#373 Zero-Downtime Deployment pro

Aug 09, 2012 | 12 minutes | Performance, Deployment, Production

Here I show how to accomplish zero-downtime deployment using Unicorn. I also cover gotchas when working with migrations and how to put up a maintenance page when you do need to take down the site.

Click to Play Video ▶

Download:
source codeProject Files in Zip (74.5 KB)
mp4Full Size H.264 Video (28.2 MB)
m4vSmaller H.264 Video (16.8 MB)
webmFull Size VP8 Video (17.5 MB)
ogvFull Size Theora Video (42.6 MB)

When we redeploy an application we should aim to inconvenience its users as little as possible; our goal in this episode is make upgrading an application unnoticeable. We already have an application deployed to a VPS, like we showed in episode 337.

When we redeploy this app it starts up fairly quickly as it’s such a small application. To simulate the start-up of a larger application we’ll add a sleep to the config file.

          /config/application.rb
        
sleep 10

When we redeploy our application now it’s startup time will be more noticeable. We’ll commit and deploy this small change.

          terminal
        
$ git commit -am &#x27;simulating long app load&#x27;
$ git push
$ cap deploy

When we reload the page now it takes quite a while to load as the application takes a long time to start up. It would be good if the user didn’t see this delay and we can accomplish this by leaving the old version of the application up and running until the new one is ready to accept requests. There are many solutions to this problem: if we have a load balancer set up, such as HAProxy, we can do rolling restarts across multiple servers. This presents its own challenges, though, as it needs to detect the state of each server to see if it can pass requests to it. We won’t be going into detail on this approach here but it’s worth pointing out as an option.

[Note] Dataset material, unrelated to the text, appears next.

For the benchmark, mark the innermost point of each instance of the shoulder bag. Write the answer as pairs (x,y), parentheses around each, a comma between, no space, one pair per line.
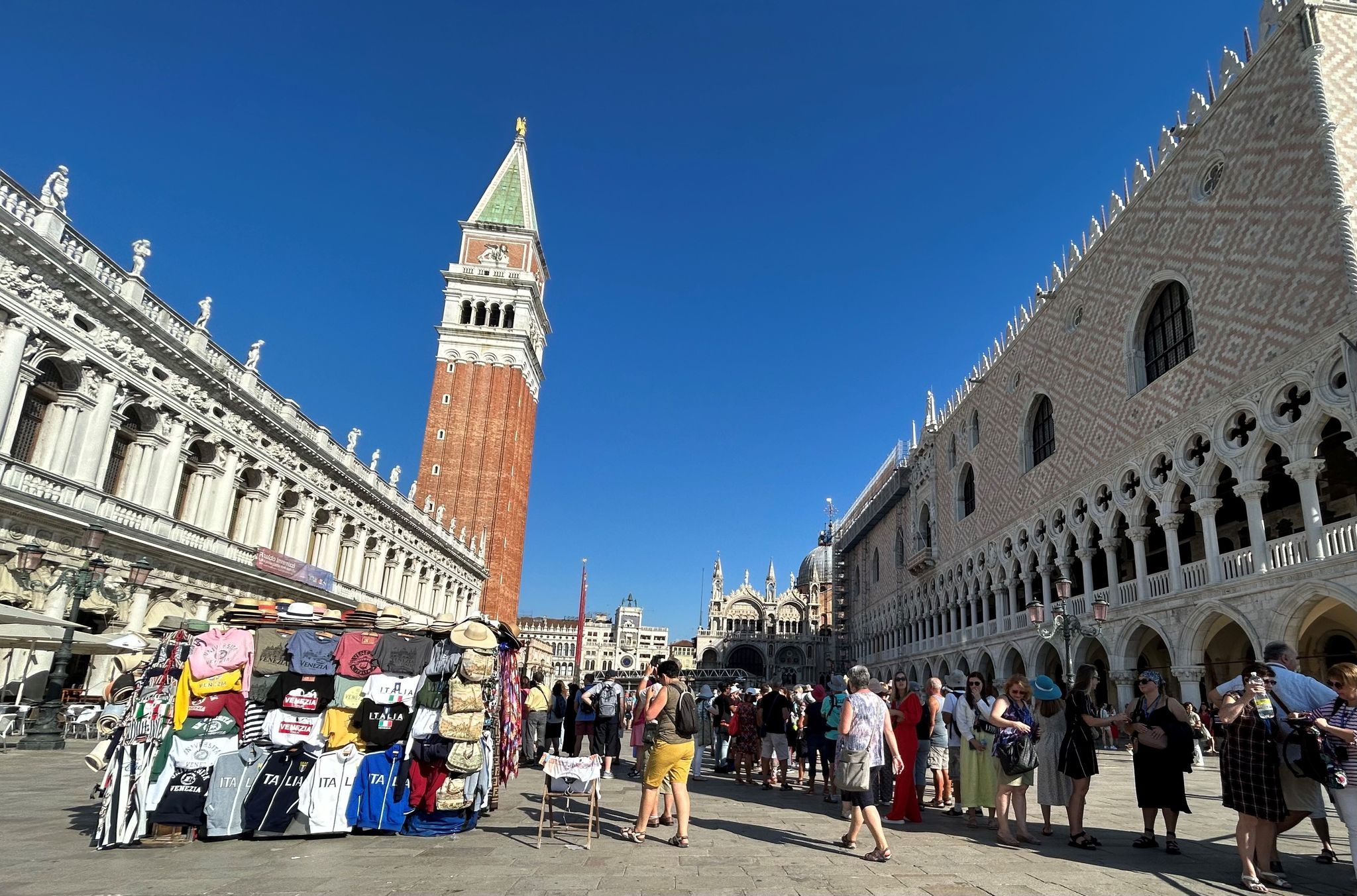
(853,770)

Instead we’ll focus on solving this problem through Unicorn. Github’s blog post on this subject is a few years old but is still relevant and it provides some configuration options that we can use to accomplish zero downtime. One key option is called preload_app. This starts up the Rails app in the master Unicorn process so that spawning new workers happens quickly. Along with this we have a before_fork block. This is triggered after the application loads but before it spawns off new workers and this means that our application is ready to receive requests and so we can quit our old Unicorn process here.

          ruby
        
before_fork do |server, worker|
  old_pid = RAILS_ROOT + '/tmp/pids/unicorn.pid.oldbin'
  if File.exists?(old_pid) && server.pid != old_pid
    begin
      Process.kill("QUIT", File.read(old_pid).to_i)
    rescue Errno::ENOENT, Errno::ESRCH
      # someone else did our job for us
    end
  end
end

It’s important to understand that when preloading an app the open socket connections won’t be carried over when the workers are forked off. It’s a good idea to add an after_hook block to reopen the socket connections, such as to the database, like this:

          ruby
        
after_fork do |server, worker|
  ActiveRecord::Base.establish_connection
  CHIMNEY.client.connect_to_server
  # Rest of code omitted 
end

We already have Unicorn set up in this application in the same way we did it in episode 337 but the technique we used there doesn’t do any app preloading. We’ll add some code to our config file to do this.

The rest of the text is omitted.